ビターキス

キノ猫

 

 寒い。テーブルの上の空っぽのグラスが並んでいる。ゆっくり身体を立て、じわじわと水色に帯びる空を窓越しで仰いだ。冷えた空気に身震いする。まだ冬だ。

 視線を下ろせば、隣ですやすやと眠る私の恋人。無防備なその頭に手を置いて、くしゃくしゃにした。


 昨日は苦手なお酒を飲んだ。君と居れる日が最後だったから。

「明日、この街を出ようと思うんだ」

 グラスに黄色の液体を注ぎながら呟いた君。

 そんなこと、一つも話していなかった。

「えっ、なんで?」

「就職先が遠いとこなんだよな」

「そっ、か」

 急に膨らんだ動揺を隠すようにピーナッツを口に放り込む。
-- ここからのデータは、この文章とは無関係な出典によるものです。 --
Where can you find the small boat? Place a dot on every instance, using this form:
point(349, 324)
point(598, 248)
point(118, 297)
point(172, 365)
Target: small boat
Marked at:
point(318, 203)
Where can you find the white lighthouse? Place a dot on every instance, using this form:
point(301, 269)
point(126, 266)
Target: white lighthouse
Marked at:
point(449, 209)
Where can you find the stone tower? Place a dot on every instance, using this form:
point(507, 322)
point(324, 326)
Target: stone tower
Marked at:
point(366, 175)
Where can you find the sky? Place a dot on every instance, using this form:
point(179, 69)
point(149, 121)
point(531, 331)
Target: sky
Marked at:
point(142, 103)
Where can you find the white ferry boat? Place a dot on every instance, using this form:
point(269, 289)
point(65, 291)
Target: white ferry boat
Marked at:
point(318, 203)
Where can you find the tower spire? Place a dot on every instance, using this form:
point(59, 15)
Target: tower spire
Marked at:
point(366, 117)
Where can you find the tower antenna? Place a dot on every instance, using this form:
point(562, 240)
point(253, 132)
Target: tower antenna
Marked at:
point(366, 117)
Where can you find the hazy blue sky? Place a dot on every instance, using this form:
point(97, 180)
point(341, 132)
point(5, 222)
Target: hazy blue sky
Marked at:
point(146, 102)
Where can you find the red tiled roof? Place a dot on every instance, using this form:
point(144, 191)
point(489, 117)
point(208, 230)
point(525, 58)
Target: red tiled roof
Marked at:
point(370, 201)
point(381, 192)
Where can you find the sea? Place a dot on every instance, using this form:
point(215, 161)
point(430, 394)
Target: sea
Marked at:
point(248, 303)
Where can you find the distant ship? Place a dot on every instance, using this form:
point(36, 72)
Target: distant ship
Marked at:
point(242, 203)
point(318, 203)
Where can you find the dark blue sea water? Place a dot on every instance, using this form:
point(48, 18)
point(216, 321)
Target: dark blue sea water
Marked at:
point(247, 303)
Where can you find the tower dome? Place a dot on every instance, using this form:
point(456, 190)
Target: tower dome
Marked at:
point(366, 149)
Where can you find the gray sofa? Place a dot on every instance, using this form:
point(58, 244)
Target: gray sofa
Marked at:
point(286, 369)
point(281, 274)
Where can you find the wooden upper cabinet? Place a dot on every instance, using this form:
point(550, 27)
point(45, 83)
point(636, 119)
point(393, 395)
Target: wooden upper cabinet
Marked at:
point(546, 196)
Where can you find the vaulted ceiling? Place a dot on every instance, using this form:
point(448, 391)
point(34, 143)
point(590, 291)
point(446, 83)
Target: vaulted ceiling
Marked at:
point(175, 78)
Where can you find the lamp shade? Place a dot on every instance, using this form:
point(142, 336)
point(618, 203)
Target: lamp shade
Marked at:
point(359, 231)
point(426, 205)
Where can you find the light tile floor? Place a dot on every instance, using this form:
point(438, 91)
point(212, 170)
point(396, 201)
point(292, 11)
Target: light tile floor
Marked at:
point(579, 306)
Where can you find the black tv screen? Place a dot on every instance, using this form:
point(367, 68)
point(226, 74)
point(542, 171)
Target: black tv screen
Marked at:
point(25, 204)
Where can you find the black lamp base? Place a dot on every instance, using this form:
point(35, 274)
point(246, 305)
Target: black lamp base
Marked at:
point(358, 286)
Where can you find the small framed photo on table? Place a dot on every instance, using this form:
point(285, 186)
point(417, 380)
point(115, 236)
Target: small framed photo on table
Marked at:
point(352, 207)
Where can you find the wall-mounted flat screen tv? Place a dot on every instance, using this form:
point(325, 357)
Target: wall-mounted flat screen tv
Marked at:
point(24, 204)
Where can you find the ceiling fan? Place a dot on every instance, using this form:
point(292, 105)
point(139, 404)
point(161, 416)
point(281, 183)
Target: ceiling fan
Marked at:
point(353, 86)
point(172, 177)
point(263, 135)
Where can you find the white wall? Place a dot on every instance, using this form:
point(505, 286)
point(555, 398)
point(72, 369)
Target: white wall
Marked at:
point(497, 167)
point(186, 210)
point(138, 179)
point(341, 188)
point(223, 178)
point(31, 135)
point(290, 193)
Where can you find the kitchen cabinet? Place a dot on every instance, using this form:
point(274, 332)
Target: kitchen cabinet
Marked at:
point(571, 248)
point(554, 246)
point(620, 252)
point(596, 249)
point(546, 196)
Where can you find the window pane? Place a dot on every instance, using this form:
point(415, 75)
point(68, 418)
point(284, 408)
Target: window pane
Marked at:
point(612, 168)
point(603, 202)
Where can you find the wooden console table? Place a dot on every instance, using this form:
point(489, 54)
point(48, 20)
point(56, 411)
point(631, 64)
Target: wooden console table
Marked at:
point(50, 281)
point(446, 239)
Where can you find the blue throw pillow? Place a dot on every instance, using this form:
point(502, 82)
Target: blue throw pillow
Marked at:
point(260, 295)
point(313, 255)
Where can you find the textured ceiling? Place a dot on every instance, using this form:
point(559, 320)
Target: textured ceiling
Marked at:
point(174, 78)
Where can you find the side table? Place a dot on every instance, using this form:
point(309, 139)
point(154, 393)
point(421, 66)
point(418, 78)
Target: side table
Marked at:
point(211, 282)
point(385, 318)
手が震えて、味さえも分からなかった。

 どうして今まで教えてくれなかったのだろうか。私は教えるに値しないと突きつけられた気分だった。仮にも、恋人なのに。

 グラス一杯になったビールでゴクゴクと喉を潤す君から目を逸らした。天井を仰ぐ。そうでもしないと、悔し涙がこぼれて、止まらなくなるとおもったから。

「なあ、今までありがと」

 やめてよ、本当の別れみたいじゃない。

 優しい声が紡いだ言葉に鼻の奥がツンとないた。痛いや。

 おつまみ、取ってくるね、なんて震えた声を残して背を向けた。そのときに視界を遮っていた涙を拭った。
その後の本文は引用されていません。